Hospital performance measurement efforts often use risk adjusted mortality data. Most existing risk models use administrative data and are disease specific. Importantly, administrative data models increase chances for measurement bias whereas disease specific models reduce applicability to hospitals with small sample sizes. We therefore sought to develop a hybrid administrative/clinical risk model to apply broadly across hospitals’ medical/surgical population to address both shortcomings.
We performed a retrospective cohort study among 131 Veterans Administration hospitals. Patients were included if admitted to the acute care VA hospital from 2006 to 2008. We excluded readmissions that may have occurred between the index admission and a 30–day mortality event so as not to “double count” outcomes. The final cohort was split into a development/validation (60/40) cohort. The primary outcome was mortality 30–days from the time of hospital admission. Independent predictors, obtained exclusively from VA electronic databases, included: age, acute medical/operative diagnosis, comorbidities (modified Elixhauser Index), admission source (e.g., emergency room), and labs surrounding the first 24 h of admission. We developed a case–mix adjusted logistic regression model of the relationship between 30–day mortality and the independent variables, while accounting for non–linear relationships for physiologic predictors (using cubic splines). Discrimination (C–statistic), calibration (Hosmer–Lemeshow goodness–of–fit statistic) and Brier’s score evaluated model performance. Hospital standardized mortality ratios (SMRs) and their 99% CI were plotted to assess the ability to differentiate performance across hospitals.

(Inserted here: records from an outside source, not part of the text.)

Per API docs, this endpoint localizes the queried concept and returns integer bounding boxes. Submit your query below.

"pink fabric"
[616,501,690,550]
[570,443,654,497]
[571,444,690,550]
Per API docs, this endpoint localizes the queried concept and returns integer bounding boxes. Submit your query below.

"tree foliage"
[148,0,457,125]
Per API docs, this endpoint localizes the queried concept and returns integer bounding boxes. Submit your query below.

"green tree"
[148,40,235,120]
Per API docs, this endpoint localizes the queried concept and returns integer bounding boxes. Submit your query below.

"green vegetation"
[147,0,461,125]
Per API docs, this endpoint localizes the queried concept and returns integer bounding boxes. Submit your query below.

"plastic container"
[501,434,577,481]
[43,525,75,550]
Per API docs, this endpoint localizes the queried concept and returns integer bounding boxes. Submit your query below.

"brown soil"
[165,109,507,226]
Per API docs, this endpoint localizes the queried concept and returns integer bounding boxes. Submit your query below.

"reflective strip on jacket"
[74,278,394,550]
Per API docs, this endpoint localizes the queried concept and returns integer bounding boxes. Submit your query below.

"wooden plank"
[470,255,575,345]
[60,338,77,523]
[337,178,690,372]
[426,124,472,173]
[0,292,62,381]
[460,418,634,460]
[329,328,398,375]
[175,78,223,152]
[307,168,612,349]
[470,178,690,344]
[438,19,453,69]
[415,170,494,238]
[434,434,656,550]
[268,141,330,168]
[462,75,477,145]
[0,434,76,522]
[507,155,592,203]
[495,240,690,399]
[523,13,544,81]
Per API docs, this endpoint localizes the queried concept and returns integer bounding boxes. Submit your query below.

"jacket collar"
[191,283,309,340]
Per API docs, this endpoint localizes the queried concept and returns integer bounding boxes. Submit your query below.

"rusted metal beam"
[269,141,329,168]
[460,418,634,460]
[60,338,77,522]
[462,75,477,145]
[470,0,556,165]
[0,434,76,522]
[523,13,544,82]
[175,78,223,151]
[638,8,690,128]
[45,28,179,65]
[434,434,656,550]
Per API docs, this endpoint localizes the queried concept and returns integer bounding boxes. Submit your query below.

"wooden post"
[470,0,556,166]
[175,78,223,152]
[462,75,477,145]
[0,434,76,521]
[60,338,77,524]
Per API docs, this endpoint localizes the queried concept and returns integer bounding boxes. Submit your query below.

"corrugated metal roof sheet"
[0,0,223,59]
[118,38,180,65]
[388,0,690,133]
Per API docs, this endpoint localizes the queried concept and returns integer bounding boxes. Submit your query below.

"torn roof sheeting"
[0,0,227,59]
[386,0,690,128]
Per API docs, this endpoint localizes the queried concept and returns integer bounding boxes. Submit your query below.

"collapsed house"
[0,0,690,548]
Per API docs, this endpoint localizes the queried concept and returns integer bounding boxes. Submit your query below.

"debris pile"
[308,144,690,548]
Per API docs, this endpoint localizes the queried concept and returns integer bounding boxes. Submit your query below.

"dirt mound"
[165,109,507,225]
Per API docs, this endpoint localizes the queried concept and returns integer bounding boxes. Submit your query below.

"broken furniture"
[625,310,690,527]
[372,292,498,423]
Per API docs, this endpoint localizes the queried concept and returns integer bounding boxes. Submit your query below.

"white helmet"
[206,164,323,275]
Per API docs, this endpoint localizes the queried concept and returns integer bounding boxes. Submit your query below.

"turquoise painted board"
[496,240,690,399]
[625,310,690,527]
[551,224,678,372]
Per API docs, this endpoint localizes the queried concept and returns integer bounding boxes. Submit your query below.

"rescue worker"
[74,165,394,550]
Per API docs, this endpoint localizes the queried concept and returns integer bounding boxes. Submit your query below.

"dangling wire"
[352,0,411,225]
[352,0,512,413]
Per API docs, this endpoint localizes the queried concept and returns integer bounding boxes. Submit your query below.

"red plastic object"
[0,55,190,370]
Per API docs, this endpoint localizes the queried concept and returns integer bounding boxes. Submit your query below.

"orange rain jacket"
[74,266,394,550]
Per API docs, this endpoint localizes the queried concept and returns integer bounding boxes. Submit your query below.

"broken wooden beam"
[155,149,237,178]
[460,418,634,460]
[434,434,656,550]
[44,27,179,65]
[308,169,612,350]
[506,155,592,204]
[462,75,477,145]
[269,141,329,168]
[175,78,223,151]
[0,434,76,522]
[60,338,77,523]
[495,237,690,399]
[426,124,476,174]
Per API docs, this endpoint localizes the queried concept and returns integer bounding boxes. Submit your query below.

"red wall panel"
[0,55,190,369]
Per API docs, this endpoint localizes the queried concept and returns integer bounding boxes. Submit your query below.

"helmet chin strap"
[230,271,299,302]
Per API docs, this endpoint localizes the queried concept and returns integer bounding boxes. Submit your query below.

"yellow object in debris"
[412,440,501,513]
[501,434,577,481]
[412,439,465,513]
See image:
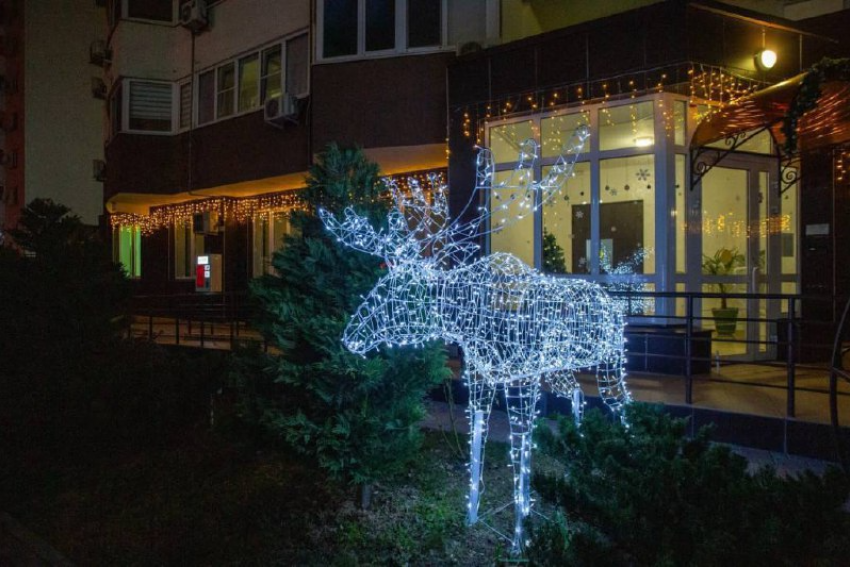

Among the 131 VA hospitals, half of the hospitals were medium or small hospitals and 86% were teaching. 59 hospitals had no or small ICUs with limited services. More than 70% of hospitals utilized hospitalists. The 1,114,327 patients were overwhelmingly male, older (64.2% were older than 60 years of age), and non–operative (83.2%). The most common specific non–operative and operative diagnoses included angina and orthopedic, respectively. Mortality was 2.8% at hospital discharge, and 5.6% at 30 days. The 30–day mortality model in the validation cohort with fixed coefficients had a c statistic of 0.873, a Brier’s score of 0.043, and excellent calibration across risk and major diagnostic groups. When applied across the group of hospitals, we found that 20/128 (16%) hospitals had 99% confidence intervals <1 (better than expected).
A general model with predictors from administrative and laboratory data yields a highly accurate 30–day mortality prediction. Advantages of a general model include avoidance of multiyear cohorts and the generation of a more complete portrayal of hospital performance.